JohnK
JohnK

Reputation: 55

Cannot install modules inside Docker container with Jupiter notebook image

I have got the following Docker file

FROM jupyter/scipy-notebook

COPY . ./work

RUN pip install -r ./work/requirements.txt

COPY setup.py /work

RUN pip install --upgrade pip && pip install -e .



COPY src /work/src

WORKDIR /work

and the following project structure:

almond_analysis:
    notebooks:
        data_exploration.ipynb
    src:
       __init__.py
       plots.py
    .gitignore
    docker-compose.yml
    Dockerfile
    README.md
    requirements.txt
    setup.py

Inside the data_exploration.ipynb notebook, I would like to import the module src with the command import src as test. However, despite me having typed RUN pip install -e . in the Dockerfile, I get the error ModuleNotFoundError: No module named 'src'. When I do to my container though, inside the work directory, and run pip install -e . the error goes away. I tried adding CMD pip install -e . at the end of the Dockerfile without success. I read also what was suggested in this post (more specifically to add the lines RUN apt-get update and RUN apt-get install -y --no-install-recommends but without success.

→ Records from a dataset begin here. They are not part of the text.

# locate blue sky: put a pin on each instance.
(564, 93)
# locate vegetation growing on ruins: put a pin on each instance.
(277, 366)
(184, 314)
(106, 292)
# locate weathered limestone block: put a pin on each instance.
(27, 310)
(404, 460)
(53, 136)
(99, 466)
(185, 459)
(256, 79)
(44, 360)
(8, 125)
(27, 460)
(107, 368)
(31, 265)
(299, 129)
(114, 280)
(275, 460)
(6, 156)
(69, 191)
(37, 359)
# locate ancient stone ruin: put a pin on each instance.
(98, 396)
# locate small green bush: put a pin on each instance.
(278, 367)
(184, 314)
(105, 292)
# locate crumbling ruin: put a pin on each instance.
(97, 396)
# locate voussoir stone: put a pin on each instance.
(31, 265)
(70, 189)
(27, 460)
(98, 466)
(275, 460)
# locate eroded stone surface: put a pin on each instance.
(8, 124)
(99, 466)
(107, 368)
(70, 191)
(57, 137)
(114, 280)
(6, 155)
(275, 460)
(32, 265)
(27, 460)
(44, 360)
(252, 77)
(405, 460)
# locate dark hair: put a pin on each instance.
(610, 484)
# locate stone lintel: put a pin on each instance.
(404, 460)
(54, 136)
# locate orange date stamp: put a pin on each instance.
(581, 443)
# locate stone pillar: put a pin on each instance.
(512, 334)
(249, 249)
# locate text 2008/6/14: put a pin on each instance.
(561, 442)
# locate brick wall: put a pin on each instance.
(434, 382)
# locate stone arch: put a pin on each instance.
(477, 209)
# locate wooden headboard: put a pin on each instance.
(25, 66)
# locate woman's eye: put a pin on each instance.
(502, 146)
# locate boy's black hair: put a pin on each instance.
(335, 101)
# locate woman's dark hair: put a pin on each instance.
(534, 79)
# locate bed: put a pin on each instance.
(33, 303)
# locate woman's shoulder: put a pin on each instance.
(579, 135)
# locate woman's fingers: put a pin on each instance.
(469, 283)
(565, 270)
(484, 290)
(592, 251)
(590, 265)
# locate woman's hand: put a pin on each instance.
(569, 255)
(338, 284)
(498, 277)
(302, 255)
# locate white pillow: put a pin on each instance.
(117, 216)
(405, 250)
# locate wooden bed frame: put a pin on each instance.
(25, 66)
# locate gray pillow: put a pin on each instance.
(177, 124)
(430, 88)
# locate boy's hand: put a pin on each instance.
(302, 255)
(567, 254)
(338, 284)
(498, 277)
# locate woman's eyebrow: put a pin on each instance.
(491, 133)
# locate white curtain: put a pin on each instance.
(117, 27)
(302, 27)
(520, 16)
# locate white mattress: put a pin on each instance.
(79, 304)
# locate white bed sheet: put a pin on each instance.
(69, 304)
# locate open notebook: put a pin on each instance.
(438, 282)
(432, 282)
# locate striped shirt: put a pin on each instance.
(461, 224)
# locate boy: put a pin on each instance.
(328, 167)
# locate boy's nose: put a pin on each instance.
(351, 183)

My setup.py file looks like this:

from setuptools import find_packages, setup
import sys
import os

sys.path.insert(0, os.path.abspath( os.path.dirname(__file__)))


requirements_path="requirements.txt"
with open(requirements_path) as requirements_file:
    requirements = requirements_file.read().splitlines()

setup(
    name="almond_analysis",
    version="0.0.1",
    description = "Almond analysis",
    long_description="Analysing yield with Python."
    author= "George N",
    packages=find_packages(),
    install_requires=requirements,
    classifiers=[
        "Programming Language :: Python :: 3"
    ],
    python_requires =">= 3.0.*",
)

Does someone have an idea on how to make the ModuleNotFoundError go away?

Upvotes: 2

Views: 828

Answers (1)

OneCricketeer
OneCricketeer

Reputation: 191681

Mount your code under the work folder, then you don't need to install anything, or really need a Dockerfile unless you have other dependencies.

On host, create folder for notebooks...

notebooks/src/plots.py

def foobar():
    print('Hello from plots')

In compose, mount it under the working directory /home/jovyan/work

notebook:
    image: jupyter/scipy-notebook
    ...
    volumes:
      - ./notebooks:/home/jovyan/work

Load up the Jupyter environment, and create a notebook in the work folder, and then import the module.

from src import plots
plots.foobar()  # Hello from plots

This is the same workflow you'd do on your host if you weren't using Docker or Jupyter, so neither of those are really the problem.